Falling Crop Prices Bring Boom Times for Subsidized 'Farmers'

2014 federal legislation reformed the system by which farm subsidies are allotted, designed to save taxpayers $23 billion over a decade. However, falling crop prices mean the system could end up costing even more.

1 minute read

February 18, 2015, 1:00 PM PST

By James Brasuell @CasualBrasuell


According to The Economist, "to be treated as a farmer in America doesn’t necessarily require you to grow any crops."

The article's provocative style isn't contained just in that lede. The graphic at the top of the story includes photos of the hardly working "farmers" that have received farming subsidies from the federal government since 1995—recognizable faces like Bruce Springstreen and Jon Bon Jovi as well as Alice, Jim, and Rob Walton (of Walmart) and Penny Pritzker, U.S. Secretary of Commerce and billionaire.

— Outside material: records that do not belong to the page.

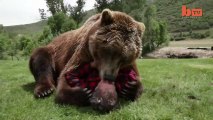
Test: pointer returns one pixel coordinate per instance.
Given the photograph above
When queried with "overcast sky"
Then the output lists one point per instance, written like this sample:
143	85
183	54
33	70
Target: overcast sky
16	12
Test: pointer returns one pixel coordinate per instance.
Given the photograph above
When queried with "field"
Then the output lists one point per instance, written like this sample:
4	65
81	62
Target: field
192	43
174	89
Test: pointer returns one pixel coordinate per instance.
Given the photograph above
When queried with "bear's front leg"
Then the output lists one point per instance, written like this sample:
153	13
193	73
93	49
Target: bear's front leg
69	90
74	96
128	83
131	90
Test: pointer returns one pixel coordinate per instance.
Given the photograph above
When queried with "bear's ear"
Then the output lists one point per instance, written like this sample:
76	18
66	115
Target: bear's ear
106	17
141	28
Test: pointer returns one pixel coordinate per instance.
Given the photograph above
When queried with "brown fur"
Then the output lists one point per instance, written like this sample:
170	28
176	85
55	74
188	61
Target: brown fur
109	41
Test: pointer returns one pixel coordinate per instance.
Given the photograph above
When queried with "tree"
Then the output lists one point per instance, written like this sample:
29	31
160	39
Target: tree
77	12
156	31
42	14
56	6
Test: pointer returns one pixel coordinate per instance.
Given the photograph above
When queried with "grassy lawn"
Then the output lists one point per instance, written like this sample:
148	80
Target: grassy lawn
192	43
174	89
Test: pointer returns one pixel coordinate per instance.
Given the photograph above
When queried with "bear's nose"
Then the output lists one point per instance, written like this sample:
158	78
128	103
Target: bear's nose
101	105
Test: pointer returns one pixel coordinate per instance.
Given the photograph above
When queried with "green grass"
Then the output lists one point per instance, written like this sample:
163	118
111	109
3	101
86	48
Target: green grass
192	43
174	89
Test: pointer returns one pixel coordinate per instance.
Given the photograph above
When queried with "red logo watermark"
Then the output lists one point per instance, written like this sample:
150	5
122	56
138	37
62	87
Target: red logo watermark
186	12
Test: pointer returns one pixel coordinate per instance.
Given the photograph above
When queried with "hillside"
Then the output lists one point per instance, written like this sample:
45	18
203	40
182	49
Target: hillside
26	29
168	10
171	10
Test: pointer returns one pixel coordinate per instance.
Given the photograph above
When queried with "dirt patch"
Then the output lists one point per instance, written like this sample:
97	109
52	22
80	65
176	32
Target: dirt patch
181	52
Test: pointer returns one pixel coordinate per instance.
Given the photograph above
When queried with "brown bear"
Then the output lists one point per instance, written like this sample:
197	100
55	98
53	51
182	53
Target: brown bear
109	41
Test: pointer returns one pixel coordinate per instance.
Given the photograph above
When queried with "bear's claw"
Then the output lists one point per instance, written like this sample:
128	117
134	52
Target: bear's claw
43	93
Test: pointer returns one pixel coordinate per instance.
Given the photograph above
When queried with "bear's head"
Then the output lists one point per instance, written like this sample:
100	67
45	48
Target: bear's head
116	43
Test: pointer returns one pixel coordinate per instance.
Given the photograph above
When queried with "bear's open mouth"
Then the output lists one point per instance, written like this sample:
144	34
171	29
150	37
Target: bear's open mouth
86	76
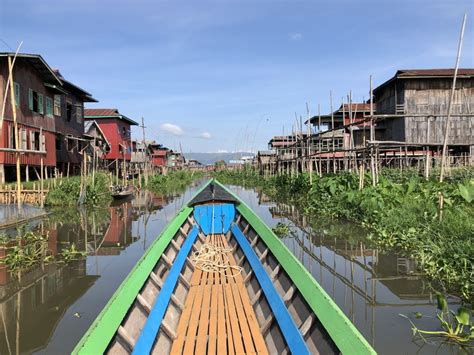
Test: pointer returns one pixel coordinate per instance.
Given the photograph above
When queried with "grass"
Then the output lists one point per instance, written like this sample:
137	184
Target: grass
30	248
401	213
67	191
174	181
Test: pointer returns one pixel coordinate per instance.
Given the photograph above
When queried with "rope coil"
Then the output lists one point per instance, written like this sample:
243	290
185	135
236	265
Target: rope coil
212	258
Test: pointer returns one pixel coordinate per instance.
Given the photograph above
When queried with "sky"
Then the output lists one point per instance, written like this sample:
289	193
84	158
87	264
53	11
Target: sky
215	76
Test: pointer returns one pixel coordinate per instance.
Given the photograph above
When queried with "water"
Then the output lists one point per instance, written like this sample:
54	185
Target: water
49	308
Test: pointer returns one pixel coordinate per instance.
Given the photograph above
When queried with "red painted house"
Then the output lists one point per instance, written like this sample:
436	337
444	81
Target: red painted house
45	106
116	128
159	155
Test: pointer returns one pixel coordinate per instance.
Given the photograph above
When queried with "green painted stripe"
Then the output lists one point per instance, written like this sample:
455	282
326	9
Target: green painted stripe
341	330
101	332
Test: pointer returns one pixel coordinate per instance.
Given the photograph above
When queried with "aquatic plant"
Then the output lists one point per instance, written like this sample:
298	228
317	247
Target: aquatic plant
68	190
401	212
455	326
281	229
174	181
27	249
70	254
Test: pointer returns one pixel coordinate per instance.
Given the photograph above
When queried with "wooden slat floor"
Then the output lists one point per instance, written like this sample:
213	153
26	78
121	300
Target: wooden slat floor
218	317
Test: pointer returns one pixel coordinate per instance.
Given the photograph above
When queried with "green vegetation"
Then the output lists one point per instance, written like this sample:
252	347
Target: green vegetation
174	181
30	248
281	230
455	326
402	213
68	191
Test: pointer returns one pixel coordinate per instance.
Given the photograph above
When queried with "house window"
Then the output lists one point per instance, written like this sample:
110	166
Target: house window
36	144
70	144
49	106
69	112
12	137
23	139
79	114
17	94
35	101
40	104
59	139
57	105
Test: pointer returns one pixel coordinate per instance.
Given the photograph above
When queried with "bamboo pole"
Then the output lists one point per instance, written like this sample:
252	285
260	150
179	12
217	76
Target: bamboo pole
333	132
310	162
372	134
319	142
450	102
17	137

But those are only specific, high-profile offenders in a system that adds up: "According to the Government Accountability Office, between 2007 and 2011 Uncle Sam paid some $3m in subsidies to 2,300 farms where no crop of any sort was grown. Between 2008 and 2012, $10.6m was paid to farmers who had been dead for over a year."

Although Agriculture Secretary Tom Vilsak spearheaded 2014 legislation that "abolished direct payments based on land ownership," but the new system, coupled with falling crop prices, mean "taxpayers are braced to be fleeced again."